Submitted by Karen Bumgarner, Team Easyboot 2011 Member

Sometimes, even though it seems like we have everything a person could possibly need for a horse, we don’t.

And when we need something that you just can’t go to the store and get then we have to improvise. In this case I was needing an EasySoaker or something like it. My beloved old endurance horse, Zapped+/, had turned up suddenly lame. At 28 years of age, a veteran with 6,480 AERC miles, he as been amazingly sound. So it was really a shock to see him limping.
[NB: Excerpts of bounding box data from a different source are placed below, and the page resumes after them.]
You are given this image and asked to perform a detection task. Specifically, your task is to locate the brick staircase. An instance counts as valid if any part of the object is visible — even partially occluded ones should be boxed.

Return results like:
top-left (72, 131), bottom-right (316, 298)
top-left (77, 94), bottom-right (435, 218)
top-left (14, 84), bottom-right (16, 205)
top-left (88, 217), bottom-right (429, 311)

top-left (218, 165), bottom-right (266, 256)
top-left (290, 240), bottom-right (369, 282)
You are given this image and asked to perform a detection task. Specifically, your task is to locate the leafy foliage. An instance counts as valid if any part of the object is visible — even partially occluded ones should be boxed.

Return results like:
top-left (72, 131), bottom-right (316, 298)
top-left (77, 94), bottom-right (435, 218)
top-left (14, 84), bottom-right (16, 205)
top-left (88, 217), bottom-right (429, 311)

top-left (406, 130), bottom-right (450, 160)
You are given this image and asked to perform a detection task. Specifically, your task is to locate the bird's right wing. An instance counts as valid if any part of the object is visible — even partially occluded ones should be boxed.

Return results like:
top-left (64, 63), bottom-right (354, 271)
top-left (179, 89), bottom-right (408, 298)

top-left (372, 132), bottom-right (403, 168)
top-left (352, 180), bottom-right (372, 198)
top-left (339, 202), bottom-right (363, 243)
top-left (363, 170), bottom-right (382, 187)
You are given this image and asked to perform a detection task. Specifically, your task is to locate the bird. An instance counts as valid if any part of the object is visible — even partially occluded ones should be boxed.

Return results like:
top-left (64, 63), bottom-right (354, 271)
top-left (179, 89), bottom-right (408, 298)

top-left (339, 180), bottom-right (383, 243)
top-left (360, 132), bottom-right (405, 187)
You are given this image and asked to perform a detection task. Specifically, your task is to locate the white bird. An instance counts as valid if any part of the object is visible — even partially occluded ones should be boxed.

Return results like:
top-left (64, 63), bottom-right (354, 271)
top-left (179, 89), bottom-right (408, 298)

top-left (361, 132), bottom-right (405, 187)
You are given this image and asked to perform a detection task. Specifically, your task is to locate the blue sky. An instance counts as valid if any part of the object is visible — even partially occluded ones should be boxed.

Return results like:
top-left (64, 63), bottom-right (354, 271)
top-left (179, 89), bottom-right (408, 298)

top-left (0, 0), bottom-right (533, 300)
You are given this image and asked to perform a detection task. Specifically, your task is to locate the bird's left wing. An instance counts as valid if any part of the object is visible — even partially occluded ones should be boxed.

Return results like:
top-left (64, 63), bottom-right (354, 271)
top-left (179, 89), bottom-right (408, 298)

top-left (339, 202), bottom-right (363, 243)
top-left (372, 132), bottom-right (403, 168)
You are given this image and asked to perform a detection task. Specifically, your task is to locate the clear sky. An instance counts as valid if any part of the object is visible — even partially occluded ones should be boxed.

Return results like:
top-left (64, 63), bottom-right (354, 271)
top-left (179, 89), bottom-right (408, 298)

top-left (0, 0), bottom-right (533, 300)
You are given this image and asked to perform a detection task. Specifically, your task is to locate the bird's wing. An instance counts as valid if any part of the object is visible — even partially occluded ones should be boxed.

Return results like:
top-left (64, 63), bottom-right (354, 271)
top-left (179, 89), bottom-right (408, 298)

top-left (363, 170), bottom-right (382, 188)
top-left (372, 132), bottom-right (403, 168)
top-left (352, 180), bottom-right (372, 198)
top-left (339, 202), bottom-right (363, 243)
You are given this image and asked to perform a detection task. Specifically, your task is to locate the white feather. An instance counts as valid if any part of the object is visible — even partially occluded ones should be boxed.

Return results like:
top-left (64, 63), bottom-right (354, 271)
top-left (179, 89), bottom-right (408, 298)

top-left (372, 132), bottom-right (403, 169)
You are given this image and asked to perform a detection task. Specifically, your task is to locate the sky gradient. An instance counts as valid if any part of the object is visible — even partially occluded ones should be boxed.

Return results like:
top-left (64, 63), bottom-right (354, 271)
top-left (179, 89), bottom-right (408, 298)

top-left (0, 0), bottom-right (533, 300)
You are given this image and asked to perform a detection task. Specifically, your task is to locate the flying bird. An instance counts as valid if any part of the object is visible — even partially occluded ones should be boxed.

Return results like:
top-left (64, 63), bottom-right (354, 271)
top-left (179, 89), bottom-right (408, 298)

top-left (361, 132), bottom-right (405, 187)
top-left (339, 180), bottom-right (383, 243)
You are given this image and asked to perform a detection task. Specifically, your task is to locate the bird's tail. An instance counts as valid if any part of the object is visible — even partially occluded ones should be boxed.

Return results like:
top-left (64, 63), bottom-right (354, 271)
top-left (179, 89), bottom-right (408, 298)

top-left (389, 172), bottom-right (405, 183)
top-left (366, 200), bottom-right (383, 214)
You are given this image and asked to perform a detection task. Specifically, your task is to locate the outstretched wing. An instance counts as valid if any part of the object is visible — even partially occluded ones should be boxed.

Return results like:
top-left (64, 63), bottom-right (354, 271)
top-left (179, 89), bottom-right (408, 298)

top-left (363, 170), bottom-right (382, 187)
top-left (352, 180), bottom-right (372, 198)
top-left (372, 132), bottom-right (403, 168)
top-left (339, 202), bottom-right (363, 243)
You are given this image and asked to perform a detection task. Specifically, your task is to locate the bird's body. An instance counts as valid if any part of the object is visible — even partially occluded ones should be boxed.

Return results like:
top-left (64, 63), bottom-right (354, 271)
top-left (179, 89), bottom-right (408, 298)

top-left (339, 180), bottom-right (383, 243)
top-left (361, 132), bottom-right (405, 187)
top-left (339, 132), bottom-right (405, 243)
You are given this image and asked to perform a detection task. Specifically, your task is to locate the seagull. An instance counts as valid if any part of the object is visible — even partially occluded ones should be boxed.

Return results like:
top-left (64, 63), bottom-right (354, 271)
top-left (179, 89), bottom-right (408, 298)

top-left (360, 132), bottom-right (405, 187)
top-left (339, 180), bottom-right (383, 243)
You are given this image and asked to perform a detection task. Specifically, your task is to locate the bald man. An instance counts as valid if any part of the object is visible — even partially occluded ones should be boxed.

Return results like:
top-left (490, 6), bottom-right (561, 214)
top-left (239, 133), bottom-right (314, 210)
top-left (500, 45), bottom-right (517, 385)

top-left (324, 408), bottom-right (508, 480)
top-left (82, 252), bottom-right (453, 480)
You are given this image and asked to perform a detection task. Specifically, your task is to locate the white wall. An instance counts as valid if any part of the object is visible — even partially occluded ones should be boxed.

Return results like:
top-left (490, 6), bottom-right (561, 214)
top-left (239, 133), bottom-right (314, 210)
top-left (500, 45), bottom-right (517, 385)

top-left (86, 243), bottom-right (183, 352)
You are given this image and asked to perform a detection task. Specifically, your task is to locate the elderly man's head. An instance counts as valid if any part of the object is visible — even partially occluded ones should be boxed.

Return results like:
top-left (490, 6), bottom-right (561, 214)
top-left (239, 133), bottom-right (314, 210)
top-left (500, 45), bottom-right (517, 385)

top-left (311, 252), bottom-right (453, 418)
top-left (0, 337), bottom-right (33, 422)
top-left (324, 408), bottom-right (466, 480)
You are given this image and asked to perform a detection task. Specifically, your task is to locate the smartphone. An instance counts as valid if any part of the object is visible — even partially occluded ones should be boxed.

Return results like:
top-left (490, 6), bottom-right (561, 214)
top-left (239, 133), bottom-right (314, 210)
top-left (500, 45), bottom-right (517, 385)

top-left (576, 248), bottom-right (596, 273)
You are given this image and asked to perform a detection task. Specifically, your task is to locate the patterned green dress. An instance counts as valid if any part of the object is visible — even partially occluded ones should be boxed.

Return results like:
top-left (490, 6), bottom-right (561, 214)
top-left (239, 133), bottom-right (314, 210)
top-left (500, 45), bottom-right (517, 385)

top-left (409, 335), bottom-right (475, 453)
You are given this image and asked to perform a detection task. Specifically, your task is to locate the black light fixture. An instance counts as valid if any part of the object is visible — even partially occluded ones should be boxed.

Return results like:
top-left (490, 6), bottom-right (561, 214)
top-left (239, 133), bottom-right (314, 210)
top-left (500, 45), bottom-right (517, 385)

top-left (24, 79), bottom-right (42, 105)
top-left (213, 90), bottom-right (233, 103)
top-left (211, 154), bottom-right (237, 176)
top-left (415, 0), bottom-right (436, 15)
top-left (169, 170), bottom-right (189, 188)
He is the herd boss, so I was pretty sure that no one had kicked him. I couldn’t find a mark on him. He had galloped out to pasture with the others the previous day and looked great. I checked his legs for heat and swelling but found nothing: no apparent signs of injury. I decided it had to be in the hoof which I keep trimmed up myself. I dug around with the pick and hoof knife and didn’t find anything unusual. I rasped his hoof a bit and only found some minor bruising at the heel. No sensitivity and only slight heat. I am not a vet but have learned a few things along the way. I wanted him to be more comfortable as I evaluated this so I gave him some Bute and decided to wait and see what the next day brought.

The next day came with a still-lame horse. The Bute had not helped much. This confirmed a problem in the hoof: a soft tissue or arthritic situation would have responded to Bute. But problems in the hoof don’t respond as well due to inflammation in the hoof capsule being so sensitive and having nowhere else to go. If it was a developing abscess, it was going to have to come to the surface and break before the old boy got any relief.

I needed to soak the hoof to help pull the inflammation out. I did not have an EasySoaker or any type of medicinal boot. So I took a heavy rubber bucket, hot water and a bit of tea tree oil. I would have used Epsom Salts but didn’t have any, and again improvised with Tea Tree oil as it is antifungal, antispetic and really cleans. The whole idea was to soak it, soften, and hopefully pull the bad stuff out through some tiny hole that dirt or a rock had entered through into the hoof laminae in the first place. I picked the hoof and placed it in the bucket of steamy water. He must have thought it felt pretty good as he was happy to stand with his foot in the bucket.

I soaked Zap's hoof and lower leg in a bucket of hot water with about a tespoon of Tea Tree oil added. After about 30 minutes the water had cooled off, so I let him take his foot out of the bucket and put it on the nice green grass to keep it clean. I then gooped on a clay poultice. The clay would help pull any bacteria or infection out of the hoof or frog.

I slathered a heavy layer of a clay poultice all over the sole and heel of the hoof after soaking.

After soaking, a heavy clay poltice is applied to the sole and heel area.

After I slathered on the poultice I placed a large Ziploc bag over it, then covered it all with an Easyboot Glove. Now I had myself a medicinal boot that would keep the medicine in the hoof and the boot would hold it all together and keep it clean.

I then placed a large ziploc bag over the hoof and covered all of that with an Easyboot Glove.

The poltice was contained with a ziplock bag, then placed into an Easyboot Glove.

The next morning he was walking out well. By afternoon he trotted out to the pasture! The problem with these abscesses is that we often never see where they drain out. If they drain through the sole or around the frog, we don’t see it, so it is still necessary to keep the area clean and covered.

The boot, or in this case the Glove enters the picture. Sometimes they blowout the heel or the coronary band but as yet I can’t see a place where that occurred. So it either very small or it did drain out the bottom. Either way my old horse is sound again and we are both very happy.